The rules were forgotten, however, the second The Little Man walked through the door and spied the aquarium again. He raced over, noticed another black fish in the tank, and I watched as his eyes grew wide. He turned and yelled, "MOMMA, LOOK, IT'S A MIRACLE! GOD RAISED THE LITTLE FISHIE FROM THE DEAD! CAN YOU BELIEVE IT???"

Oh, the wonder of being five.

Tuesday, July 01, 2008

Sporting the latest in summertime fashion ...

I got my wound V.A.C. yesterday. It wasn't at all what I was expecting.

My assumption: A tiny little thing that I could wear inconspicuously on (or under) my clothing that would be silent and, well, inconspicuous.

My reality: A purse-sized pump that must be worn across the shoulder that makes periodic noises that sound like farts.

The doctor and nurse who put on the V.A.C. assured me that once patients get used to carrying it around, most of them "love" it (no kidding, they really said that) and just carry on, business as usual.

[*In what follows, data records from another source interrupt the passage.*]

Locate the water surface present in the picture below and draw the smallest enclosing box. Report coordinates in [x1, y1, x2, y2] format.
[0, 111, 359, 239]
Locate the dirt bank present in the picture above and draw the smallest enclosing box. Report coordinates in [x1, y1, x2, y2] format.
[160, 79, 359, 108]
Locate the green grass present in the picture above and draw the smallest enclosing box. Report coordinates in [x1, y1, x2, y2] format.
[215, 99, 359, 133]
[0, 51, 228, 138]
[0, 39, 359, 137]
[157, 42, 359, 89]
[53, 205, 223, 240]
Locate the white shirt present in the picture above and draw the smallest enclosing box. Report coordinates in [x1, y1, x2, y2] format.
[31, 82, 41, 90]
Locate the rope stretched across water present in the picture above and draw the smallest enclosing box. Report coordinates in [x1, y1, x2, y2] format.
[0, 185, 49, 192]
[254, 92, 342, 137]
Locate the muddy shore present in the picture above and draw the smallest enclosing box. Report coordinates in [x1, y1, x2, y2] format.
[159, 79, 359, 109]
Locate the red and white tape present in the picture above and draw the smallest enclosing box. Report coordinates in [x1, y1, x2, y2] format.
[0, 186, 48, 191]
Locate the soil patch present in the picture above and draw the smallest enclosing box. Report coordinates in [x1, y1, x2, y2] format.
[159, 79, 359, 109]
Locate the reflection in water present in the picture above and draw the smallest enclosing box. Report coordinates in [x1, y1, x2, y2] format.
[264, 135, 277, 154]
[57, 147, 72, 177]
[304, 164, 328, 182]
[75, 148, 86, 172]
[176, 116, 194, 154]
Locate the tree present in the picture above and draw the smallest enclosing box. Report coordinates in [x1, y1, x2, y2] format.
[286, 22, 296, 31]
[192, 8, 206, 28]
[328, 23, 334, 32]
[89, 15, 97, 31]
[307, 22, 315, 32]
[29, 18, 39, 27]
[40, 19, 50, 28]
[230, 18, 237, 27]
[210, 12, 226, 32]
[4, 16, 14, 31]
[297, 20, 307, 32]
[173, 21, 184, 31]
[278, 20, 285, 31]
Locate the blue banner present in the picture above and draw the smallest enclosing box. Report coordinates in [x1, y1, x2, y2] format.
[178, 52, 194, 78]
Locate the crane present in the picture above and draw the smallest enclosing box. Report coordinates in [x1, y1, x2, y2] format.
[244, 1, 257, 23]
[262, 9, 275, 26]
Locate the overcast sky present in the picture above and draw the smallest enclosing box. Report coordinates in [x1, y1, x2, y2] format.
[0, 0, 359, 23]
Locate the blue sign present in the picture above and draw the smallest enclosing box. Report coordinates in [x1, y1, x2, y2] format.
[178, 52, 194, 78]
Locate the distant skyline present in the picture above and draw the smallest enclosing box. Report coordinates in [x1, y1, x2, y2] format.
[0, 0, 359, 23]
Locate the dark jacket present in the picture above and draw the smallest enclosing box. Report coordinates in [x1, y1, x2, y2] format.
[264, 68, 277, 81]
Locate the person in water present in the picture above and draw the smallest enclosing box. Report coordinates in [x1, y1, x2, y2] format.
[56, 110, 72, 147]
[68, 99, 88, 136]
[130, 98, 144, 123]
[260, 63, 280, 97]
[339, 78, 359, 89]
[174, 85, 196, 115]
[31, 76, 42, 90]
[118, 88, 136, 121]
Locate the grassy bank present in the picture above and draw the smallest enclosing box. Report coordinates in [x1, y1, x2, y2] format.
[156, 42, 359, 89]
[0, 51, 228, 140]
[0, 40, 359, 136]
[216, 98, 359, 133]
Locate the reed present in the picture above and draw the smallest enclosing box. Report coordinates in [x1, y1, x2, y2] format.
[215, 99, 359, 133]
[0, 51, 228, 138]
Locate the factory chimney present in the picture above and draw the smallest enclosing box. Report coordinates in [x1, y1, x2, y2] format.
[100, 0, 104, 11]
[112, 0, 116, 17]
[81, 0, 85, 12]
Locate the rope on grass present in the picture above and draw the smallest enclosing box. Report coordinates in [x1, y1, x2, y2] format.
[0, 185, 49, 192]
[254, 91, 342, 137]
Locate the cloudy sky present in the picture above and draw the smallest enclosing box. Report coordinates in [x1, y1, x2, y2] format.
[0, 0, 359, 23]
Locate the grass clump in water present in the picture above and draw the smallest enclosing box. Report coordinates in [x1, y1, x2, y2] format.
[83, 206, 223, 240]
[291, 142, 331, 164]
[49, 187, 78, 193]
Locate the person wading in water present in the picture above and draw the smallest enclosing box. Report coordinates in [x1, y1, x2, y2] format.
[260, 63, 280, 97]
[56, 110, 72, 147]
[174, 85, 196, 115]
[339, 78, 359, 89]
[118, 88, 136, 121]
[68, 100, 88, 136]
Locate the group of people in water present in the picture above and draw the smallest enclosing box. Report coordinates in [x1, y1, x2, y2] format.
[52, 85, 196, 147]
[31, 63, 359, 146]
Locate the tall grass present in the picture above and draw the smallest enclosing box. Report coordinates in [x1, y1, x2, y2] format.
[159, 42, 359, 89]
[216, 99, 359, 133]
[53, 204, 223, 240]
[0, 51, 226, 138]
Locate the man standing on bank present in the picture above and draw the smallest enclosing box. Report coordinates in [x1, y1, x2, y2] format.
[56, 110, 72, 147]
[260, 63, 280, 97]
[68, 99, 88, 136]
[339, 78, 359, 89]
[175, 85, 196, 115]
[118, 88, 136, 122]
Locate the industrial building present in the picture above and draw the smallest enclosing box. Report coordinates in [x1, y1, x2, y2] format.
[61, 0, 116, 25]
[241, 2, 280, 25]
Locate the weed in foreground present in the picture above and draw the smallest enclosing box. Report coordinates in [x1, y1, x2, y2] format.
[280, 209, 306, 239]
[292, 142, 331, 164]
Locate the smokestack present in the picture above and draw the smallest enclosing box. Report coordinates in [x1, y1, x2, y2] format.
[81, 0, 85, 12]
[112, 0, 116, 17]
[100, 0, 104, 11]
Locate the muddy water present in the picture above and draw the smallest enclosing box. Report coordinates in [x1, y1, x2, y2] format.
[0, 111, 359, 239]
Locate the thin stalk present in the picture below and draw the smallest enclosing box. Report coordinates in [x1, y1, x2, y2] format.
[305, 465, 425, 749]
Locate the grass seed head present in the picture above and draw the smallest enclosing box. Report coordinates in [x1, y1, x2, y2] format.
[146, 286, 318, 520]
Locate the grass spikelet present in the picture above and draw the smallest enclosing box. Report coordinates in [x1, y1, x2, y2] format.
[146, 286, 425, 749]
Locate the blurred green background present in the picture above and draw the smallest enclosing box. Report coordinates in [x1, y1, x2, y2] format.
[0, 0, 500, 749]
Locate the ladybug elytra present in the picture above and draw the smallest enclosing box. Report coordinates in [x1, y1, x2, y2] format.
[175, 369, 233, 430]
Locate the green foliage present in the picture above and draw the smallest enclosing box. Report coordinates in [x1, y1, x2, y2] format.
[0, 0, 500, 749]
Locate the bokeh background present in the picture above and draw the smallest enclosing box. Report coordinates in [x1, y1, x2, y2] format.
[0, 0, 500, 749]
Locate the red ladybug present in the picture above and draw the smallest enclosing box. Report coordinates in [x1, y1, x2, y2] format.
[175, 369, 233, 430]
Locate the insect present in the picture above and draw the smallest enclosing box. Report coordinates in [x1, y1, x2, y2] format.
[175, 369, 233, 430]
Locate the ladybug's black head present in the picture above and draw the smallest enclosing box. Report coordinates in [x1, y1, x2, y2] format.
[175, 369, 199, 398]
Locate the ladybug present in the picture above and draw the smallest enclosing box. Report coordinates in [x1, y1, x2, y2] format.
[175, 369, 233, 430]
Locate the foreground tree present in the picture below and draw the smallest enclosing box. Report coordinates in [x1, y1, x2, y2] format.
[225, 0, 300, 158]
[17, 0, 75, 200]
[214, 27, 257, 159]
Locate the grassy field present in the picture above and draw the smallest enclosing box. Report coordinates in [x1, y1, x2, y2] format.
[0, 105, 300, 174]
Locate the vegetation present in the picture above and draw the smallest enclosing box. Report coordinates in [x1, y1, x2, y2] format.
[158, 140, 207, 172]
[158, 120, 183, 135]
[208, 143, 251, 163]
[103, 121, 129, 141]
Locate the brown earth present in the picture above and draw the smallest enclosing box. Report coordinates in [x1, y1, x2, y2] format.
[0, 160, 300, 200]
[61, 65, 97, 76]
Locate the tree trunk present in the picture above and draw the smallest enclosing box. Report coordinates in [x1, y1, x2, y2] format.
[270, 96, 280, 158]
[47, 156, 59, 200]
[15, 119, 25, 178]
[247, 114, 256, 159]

I had a prescription to fill last night, so I swallowed my pride and made up my mind I would ignore any sideways glances or staring I might get and headed off to Wal-Mart after dinner. As I stood at the pharmacy counter, handing the tech my prescription, Betsy (I figure if it's got to be a part of my life for several weeks, it might as well have a name) decided to start growling and tooting. Not certain whether the guy heard it or not, I figured my best bet was just to raise the volume of my voice and hope that he's familiar enough with medical devices to know one when he hears one.

Almost as bad as the gassy sounds is the fact that this thing is continuously pumping blood and other gack from my incision, and if you happen to look at the wrong time, you're likely to see all manner of nastiness surging through the tubing.

And I'm going to learn to love this thing like a dog loves ticks.

The one positive is that they taped me up so securely yesterday when I got Betsy that I no longer have the creepy sensation that all my innards are about to fall out. That's the thing about open abdominal wounds. You can know in your head that an incision is only 3 cm deep, but there is an irrational fear that it is much deeper, and if you lean in the wrong direction, all kinds of essential body parts are just going to tumble out. It's very disconcerting and a sensation I've tried to control by wrapping my midsection very tightly with an Ace bandage (over all my other dressings).

This is a part of the recovery process I could definitely have done without, but I'm going to give Betsy a real chance today, on this our first full day of partnership, and perhaps this arrangement can be terminated before too long.